If it happens, it will be the first red weather warning since Hurricane Ophelia in October last year.

ISME, the independent representative of small and medium enterprises, is advising employers to take time to put measures in place to reduce the potential impact on business.

Chief Executive of ISME, Neil McDonnell, also sounded a note of caution to the government about shutting the country down unless it is absolutely necessary

"We are not in favour of, unless they are absolutely necessary, these catch all announcements from government that everything must stop. Those type of warnings should not be issued unless it's absolutely necessary to do so," Neil McDonnell said.

He said it is very possible that business closures will not be necessary on this occasion, but businesses should prepare for the possibility.
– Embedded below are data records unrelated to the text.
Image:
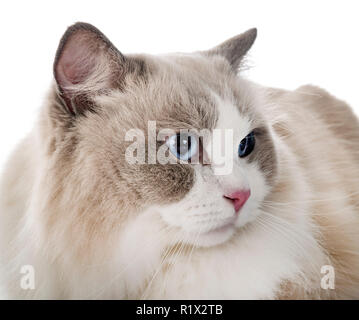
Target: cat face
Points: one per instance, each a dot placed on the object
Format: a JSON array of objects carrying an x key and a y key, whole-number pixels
[{"x": 103, "y": 95}]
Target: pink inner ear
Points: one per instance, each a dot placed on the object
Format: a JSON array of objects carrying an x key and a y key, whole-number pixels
[{"x": 76, "y": 61}]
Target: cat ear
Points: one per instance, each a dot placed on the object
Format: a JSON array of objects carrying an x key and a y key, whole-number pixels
[
  {"x": 235, "y": 49},
  {"x": 86, "y": 63}
]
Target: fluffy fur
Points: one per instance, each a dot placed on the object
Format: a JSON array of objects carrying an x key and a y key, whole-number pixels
[{"x": 95, "y": 226}]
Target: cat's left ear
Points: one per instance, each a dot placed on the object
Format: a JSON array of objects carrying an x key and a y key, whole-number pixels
[
  {"x": 87, "y": 64},
  {"x": 235, "y": 49}
]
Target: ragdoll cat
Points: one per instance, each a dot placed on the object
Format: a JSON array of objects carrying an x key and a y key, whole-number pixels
[{"x": 92, "y": 224}]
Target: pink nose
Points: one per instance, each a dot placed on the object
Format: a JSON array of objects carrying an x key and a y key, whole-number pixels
[{"x": 238, "y": 198}]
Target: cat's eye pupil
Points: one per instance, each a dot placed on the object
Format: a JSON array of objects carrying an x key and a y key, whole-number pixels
[
  {"x": 183, "y": 144},
  {"x": 246, "y": 146}
]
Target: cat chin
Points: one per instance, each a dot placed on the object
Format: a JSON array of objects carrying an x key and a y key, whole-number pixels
[{"x": 211, "y": 238}]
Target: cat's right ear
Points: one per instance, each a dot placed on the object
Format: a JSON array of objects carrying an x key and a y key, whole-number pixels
[
  {"x": 86, "y": 64},
  {"x": 234, "y": 49}
]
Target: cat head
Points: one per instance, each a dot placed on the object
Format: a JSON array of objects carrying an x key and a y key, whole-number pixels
[{"x": 127, "y": 128}]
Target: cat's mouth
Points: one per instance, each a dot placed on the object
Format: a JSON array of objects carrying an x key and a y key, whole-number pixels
[{"x": 214, "y": 236}]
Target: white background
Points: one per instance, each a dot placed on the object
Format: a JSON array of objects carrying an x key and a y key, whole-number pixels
[{"x": 298, "y": 42}]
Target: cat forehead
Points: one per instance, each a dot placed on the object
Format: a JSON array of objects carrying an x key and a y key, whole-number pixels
[{"x": 179, "y": 91}]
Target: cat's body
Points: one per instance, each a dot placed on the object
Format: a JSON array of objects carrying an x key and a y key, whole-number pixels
[{"x": 60, "y": 215}]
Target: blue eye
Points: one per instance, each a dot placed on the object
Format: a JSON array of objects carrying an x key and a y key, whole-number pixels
[
  {"x": 183, "y": 146},
  {"x": 246, "y": 146}
]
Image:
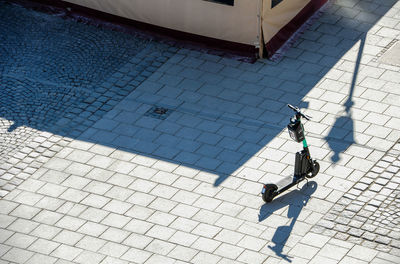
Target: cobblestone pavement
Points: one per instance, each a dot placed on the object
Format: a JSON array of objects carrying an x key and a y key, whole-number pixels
[
  {"x": 68, "y": 77},
  {"x": 119, "y": 150}
]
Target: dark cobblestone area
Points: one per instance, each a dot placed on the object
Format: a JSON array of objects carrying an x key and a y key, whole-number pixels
[
  {"x": 61, "y": 76},
  {"x": 369, "y": 213}
]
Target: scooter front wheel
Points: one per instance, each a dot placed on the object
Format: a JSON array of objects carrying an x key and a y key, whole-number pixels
[
  {"x": 315, "y": 171},
  {"x": 268, "y": 192}
]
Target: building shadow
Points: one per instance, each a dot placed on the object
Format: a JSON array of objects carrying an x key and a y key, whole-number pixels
[
  {"x": 221, "y": 114},
  {"x": 297, "y": 200}
]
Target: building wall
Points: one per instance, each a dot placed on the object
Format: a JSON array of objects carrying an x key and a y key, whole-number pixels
[{"x": 238, "y": 23}]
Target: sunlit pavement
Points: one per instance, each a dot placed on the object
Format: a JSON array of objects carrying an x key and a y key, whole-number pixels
[{"x": 116, "y": 149}]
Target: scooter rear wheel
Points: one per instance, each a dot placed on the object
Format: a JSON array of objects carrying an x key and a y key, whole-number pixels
[
  {"x": 315, "y": 171},
  {"x": 269, "y": 192}
]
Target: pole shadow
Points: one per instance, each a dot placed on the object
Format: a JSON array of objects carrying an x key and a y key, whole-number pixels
[
  {"x": 297, "y": 200},
  {"x": 345, "y": 123},
  {"x": 77, "y": 86}
]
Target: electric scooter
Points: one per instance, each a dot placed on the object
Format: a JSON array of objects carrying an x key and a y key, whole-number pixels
[{"x": 304, "y": 167}]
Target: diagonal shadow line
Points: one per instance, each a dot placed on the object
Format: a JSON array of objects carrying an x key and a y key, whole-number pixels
[{"x": 292, "y": 96}]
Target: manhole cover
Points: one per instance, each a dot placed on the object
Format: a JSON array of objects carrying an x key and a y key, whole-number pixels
[
  {"x": 158, "y": 112},
  {"x": 391, "y": 54}
]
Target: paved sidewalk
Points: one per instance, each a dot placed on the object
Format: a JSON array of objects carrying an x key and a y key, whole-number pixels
[{"x": 91, "y": 172}]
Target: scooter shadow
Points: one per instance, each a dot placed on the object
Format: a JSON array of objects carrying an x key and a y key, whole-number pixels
[{"x": 296, "y": 200}]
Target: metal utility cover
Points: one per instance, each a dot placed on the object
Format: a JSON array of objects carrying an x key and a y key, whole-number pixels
[{"x": 392, "y": 55}]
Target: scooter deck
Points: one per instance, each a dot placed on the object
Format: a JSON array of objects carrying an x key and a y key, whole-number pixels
[{"x": 288, "y": 182}]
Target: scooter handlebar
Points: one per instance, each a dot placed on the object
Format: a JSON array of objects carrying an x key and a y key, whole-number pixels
[{"x": 298, "y": 112}]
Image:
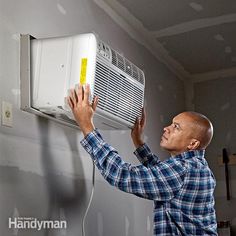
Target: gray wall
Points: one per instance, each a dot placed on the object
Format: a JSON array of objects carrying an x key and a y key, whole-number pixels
[
  {"x": 216, "y": 99},
  {"x": 44, "y": 173}
]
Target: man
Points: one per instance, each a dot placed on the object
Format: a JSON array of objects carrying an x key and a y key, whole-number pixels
[{"x": 181, "y": 187}]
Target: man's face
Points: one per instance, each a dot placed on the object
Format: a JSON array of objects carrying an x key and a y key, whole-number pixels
[{"x": 178, "y": 135}]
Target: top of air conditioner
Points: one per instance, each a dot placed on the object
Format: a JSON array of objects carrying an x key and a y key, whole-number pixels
[{"x": 50, "y": 67}]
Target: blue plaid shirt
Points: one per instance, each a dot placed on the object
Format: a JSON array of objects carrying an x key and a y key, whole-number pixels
[{"x": 181, "y": 187}]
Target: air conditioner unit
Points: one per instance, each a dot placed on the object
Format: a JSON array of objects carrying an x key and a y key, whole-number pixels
[{"x": 50, "y": 67}]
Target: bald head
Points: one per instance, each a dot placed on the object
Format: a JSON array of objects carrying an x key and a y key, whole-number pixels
[{"x": 202, "y": 128}]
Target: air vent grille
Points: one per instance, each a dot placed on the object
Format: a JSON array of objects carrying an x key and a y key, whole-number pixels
[
  {"x": 126, "y": 66},
  {"x": 117, "y": 94}
]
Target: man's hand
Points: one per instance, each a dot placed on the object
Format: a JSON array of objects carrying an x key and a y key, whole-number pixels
[
  {"x": 83, "y": 111},
  {"x": 138, "y": 129}
]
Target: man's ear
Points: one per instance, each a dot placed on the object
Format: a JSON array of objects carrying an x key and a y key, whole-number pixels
[{"x": 194, "y": 144}]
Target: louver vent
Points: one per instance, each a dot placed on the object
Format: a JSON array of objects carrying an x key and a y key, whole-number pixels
[
  {"x": 126, "y": 66},
  {"x": 117, "y": 95}
]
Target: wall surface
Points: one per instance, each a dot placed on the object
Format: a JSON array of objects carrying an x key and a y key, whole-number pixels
[
  {"x": 44, "y": 173},
  {"x": 216, "y": 99}
]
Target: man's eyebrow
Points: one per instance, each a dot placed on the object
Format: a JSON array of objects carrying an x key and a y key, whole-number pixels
[{"x": 177, "y": 124}]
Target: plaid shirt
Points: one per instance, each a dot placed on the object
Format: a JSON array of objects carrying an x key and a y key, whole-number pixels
[{"x": 181, "y": 187}]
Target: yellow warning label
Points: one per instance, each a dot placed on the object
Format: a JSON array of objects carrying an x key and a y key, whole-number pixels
[{"x": 83, "y": 71}]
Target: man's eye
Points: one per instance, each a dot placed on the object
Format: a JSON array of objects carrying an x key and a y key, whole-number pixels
[{"x": 176, "y": 126}]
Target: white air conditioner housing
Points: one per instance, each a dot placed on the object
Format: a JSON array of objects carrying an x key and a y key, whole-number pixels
[{"x": 55, "y": 65}]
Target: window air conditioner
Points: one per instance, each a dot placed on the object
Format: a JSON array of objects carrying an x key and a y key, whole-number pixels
[{"x": 50, "y": 67}]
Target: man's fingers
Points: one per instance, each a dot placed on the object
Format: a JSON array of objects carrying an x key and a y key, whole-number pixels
[
  {"x": 72, "y": 96},
  {"x": 95, "y": 103},
  {"x": 80, "y": 93}
]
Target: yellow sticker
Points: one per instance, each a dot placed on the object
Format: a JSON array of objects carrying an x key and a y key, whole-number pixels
[{"x": 83, "y": 71}]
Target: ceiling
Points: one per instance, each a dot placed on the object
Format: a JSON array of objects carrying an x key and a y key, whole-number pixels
[{"x": 196, "y": 38}]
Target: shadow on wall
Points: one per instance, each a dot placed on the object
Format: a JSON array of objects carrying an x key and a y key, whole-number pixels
[{"x": 69, "y": 194}]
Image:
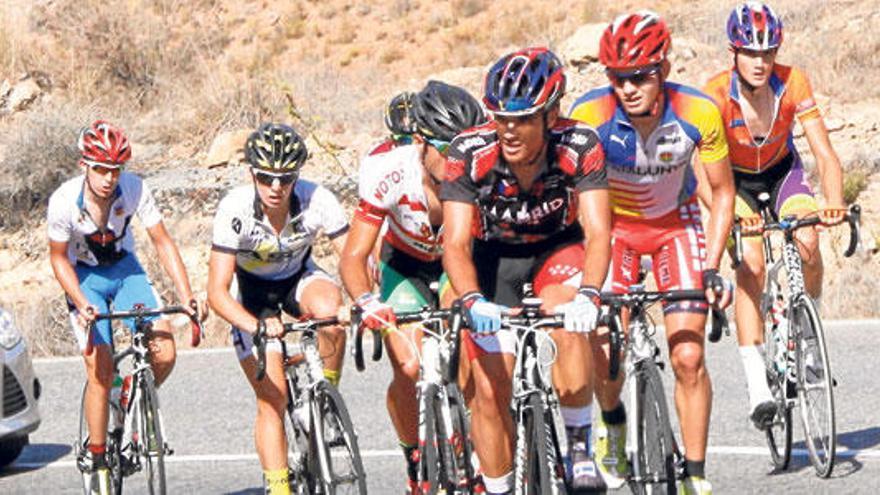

Ibec issued a statement this evening saying it had noted the severe weather warnings. "We encourage all businesses to assess the situation carefully and to develop appropriate contingency plans that put employee safety first and mitigate potential disruption."

ISME said as employers have a duty of care for all employees under the Safety Health and Welfare at Work Act, a key consideration needs to be whether, in the circumstances, it is safe to ask employees to travel to work, or to undertake their work.

The potential risk could be greater for certain roles or in certain sectors such as "on-the-road" sales positions or in the construction sector where outside work is required.

Mr McDonnell said employers should ensure they have up to date contact information for all employees within the organisation in case a last minute decision needs to be communicated to staff members.

"Where your employment contracts allow for a period of "lay off," you may want to put employees on notice that this clause could be invoked at short notice later on in the week," he said.

He also advised businesses to consider whether any steps can be put in place to reduce the impact on customers. "For example, is remote working a possibility for your employees? Would this help to diminish the impact on your customers/clients? Is there a contact number that could be provided in the event of an urgent issue arising?"

ISME also advise that where a business closure does not occur, employees should be made aware who they should contact in the event that they are unable to attend work due to the weather conditions. 

"Flexibility should be allowed for employees, especially those who have some distance to travel. Where employees are present in the workplace, care should be taken to remain vigilant for any worsening conditions and cancelled/amended travel services throughout the day. Consideration should also be given to how long it will take somebody to commute home safely," Mr McDonnell said.